Les Gardiens de la révolution iraniens ont intensifié la rhétorique face à Washington, annonçant ce mercredi que le détroit d'Ormuz, voie maritime cruciale, resterait inaccessible tant que les "agressions" américaines persisteraient. Cette déclaration intervient alors que la tension monte d'un cran, suite au rétablissement par les États-Unis d'un blocus maritime ciblant les ports de la République islamique.
La décision américaine de réinstaurer le blocus sur les installations portuaires et les zones côtières iraniennes, levé en juin et appliqué de nouveau mardi soir, a provoqué une réaction virulente de Téhéran. Le corps d'élite iranien a non seulement menacé de maintenir la fermeture du détroit d'Ormuz, passage incontournable pour une part significative du pétrole mondial, mais a également averti qu'il pourrait bloquer d'autres "couloirs d'exportation" bénéficiant aux États-Unis et à leurs alliés. Dans un communiqué relayé par les médias officiels, les Gardiens ont formulé un ultimatum : "Les exportations énergétiques de la région sont soit partagées par tous, soit refusées à tous".
Des analystes suggèrent que cette menace d'extension pourrait se concrétiser par la fermeture du détroit de Bab el Mandeb, à l'embouchure de la mer Rouge. L'Iran pourrait s'appuyer sur ses alliés houthis au Yémen pour réaliser une telle manœuvre. Lundi, un haut responsable de cette milice, cité par la chaîne iranienne Press TV, a d'ailleurs affirmé leur capacité à interdire le passage dans ce détroit si les attaques de l'Arabie saoudite contre le Yémen devaient se poursuivre, ajoutant une couche de complexité à la situation régionale.

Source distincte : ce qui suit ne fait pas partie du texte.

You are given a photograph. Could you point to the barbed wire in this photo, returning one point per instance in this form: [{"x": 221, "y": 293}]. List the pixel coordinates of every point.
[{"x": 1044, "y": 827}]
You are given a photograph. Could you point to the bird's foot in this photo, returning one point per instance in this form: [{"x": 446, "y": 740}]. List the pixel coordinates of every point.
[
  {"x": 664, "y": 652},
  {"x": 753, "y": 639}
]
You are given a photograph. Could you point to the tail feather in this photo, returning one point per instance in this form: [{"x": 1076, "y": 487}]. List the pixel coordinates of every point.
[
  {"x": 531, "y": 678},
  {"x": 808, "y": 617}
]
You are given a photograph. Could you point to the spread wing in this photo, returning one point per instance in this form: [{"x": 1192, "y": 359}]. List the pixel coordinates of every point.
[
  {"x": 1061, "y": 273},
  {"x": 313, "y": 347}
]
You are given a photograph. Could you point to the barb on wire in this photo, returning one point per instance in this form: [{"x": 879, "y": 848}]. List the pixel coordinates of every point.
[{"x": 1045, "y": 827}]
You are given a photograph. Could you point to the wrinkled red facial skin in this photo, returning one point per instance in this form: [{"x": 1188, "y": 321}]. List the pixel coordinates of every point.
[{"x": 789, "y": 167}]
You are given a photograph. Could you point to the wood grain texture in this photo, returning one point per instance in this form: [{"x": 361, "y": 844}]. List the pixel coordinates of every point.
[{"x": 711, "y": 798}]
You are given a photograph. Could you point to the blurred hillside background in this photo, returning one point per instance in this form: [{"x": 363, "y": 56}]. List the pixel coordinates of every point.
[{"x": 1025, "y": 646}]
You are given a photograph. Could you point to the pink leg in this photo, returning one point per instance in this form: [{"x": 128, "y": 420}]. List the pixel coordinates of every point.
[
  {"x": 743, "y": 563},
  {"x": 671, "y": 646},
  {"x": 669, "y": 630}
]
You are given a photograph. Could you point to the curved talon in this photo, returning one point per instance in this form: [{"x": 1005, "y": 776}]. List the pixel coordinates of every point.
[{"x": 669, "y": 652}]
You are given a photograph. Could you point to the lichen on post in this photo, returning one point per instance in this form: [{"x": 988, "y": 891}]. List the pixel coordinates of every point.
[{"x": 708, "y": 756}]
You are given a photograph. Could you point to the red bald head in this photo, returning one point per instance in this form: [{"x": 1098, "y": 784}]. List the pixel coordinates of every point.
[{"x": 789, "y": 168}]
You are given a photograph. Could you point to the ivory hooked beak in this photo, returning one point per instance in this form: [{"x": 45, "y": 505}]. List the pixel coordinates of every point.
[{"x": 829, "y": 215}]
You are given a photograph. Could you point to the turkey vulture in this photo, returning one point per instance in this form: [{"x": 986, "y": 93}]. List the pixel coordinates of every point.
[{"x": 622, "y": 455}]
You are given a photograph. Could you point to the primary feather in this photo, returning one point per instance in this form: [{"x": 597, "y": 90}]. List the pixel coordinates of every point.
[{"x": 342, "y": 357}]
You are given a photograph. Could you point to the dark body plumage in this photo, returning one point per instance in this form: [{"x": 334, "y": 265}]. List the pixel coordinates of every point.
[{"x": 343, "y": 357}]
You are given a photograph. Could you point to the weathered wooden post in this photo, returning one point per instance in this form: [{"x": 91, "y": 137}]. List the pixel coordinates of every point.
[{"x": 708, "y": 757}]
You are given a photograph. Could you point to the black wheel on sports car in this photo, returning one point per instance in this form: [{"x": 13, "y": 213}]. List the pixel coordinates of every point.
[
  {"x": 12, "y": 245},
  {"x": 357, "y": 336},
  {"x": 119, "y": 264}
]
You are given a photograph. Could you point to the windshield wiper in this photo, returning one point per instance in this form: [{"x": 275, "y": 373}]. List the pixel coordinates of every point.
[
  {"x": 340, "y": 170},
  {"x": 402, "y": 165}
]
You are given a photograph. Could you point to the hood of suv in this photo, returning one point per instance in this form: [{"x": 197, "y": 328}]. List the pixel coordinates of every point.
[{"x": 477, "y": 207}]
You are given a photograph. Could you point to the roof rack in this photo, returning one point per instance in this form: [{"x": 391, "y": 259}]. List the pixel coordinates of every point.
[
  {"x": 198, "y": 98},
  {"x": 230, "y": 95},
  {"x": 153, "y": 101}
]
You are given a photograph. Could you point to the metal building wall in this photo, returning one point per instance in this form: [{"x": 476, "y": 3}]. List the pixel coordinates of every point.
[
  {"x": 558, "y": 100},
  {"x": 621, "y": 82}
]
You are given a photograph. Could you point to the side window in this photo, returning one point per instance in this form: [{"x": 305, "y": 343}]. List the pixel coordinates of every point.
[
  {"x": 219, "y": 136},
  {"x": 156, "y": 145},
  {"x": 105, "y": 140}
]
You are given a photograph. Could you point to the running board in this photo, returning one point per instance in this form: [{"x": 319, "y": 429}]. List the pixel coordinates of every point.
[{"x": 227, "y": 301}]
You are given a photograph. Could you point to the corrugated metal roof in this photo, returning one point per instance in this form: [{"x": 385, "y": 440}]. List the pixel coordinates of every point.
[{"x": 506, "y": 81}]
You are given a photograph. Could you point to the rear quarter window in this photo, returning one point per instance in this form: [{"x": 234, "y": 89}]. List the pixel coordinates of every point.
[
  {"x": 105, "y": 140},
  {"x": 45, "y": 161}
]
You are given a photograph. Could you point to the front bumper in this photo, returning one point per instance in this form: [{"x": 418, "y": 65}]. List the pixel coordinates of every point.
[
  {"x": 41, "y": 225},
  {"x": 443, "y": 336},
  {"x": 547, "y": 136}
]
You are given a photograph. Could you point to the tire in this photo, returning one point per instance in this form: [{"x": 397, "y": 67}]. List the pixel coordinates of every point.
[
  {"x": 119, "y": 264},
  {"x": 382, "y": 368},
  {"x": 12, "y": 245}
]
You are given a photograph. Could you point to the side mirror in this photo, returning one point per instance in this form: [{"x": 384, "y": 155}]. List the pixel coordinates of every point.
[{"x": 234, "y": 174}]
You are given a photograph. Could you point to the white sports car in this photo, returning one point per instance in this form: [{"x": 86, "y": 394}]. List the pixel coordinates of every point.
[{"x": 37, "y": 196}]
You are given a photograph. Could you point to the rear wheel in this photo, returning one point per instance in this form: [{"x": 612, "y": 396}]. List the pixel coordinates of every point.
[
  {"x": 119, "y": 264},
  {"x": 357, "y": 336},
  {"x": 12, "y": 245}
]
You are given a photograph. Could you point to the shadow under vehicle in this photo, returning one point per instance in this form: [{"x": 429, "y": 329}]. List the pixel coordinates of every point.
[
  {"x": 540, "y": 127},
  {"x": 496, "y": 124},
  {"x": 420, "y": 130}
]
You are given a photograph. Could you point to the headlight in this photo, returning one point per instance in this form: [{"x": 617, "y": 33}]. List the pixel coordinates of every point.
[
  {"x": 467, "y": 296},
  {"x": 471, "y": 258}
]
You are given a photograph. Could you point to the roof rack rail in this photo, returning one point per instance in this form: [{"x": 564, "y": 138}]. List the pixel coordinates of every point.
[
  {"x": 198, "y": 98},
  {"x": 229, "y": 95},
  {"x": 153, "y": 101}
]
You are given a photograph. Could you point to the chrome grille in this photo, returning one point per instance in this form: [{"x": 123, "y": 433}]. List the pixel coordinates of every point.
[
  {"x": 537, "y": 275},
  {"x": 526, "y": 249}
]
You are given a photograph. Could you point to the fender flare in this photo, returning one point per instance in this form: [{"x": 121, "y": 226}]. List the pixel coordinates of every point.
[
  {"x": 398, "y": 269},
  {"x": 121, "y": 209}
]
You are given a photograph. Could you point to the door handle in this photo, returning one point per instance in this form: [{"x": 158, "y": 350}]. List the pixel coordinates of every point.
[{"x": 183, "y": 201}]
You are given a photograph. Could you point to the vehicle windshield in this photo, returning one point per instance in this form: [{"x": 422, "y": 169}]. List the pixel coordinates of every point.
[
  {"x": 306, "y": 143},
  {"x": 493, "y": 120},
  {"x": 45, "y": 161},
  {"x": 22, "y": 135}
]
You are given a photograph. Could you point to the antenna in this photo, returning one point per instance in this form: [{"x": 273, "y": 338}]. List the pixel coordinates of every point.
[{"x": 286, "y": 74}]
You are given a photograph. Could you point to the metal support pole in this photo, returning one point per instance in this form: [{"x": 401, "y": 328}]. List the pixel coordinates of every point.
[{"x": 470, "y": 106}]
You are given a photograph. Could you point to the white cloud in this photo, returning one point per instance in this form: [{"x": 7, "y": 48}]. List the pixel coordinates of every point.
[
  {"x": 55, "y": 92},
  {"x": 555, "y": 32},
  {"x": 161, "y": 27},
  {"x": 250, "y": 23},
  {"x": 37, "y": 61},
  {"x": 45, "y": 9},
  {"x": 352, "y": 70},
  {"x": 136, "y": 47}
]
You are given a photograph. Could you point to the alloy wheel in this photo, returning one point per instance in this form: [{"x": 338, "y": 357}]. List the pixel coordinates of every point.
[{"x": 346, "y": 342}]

Parallèlement à ces avertissements, le corps d'élite iranien a revendiqué des actions de représailles contre de nouvelles frappes américaines. Selon Téhéran, des installations appartenant à la 5e Flotte américaine basée à Bahreïn, ainsi que des cibles au Koweït et en Jordanie, auraient été visées. De son côté, l'armée américaine a confirmé la poursuite de ses bombardements, expliquant que ces opérations visaient à "détériorer les capacités de l'Iran à attaquer le trafic maritime commercial dans le détroit d'Ormuz", soulignant une spirale d'escalade militaire.
Le président américain, Donald Trump, a réagi avec fermeté lors d'une interview sur Fox News, avertissant : "Je réserve les cibles énergétiques pour la fin, mais nous finirons par les frapper." Il a ajouté que "la semaine prochaine, ce sera les centrales électriques, les ponts", à moins que l'Iran ne revienne à la table des négociations. Cette escalade verbale et militaire souligne la gravité de la confrontation entre Washington et Téhéran, faisant peser une menace sans précédent sur la stabilité du Moyen-Orient et sur les voies d'approvisionnement énergétique mondiales.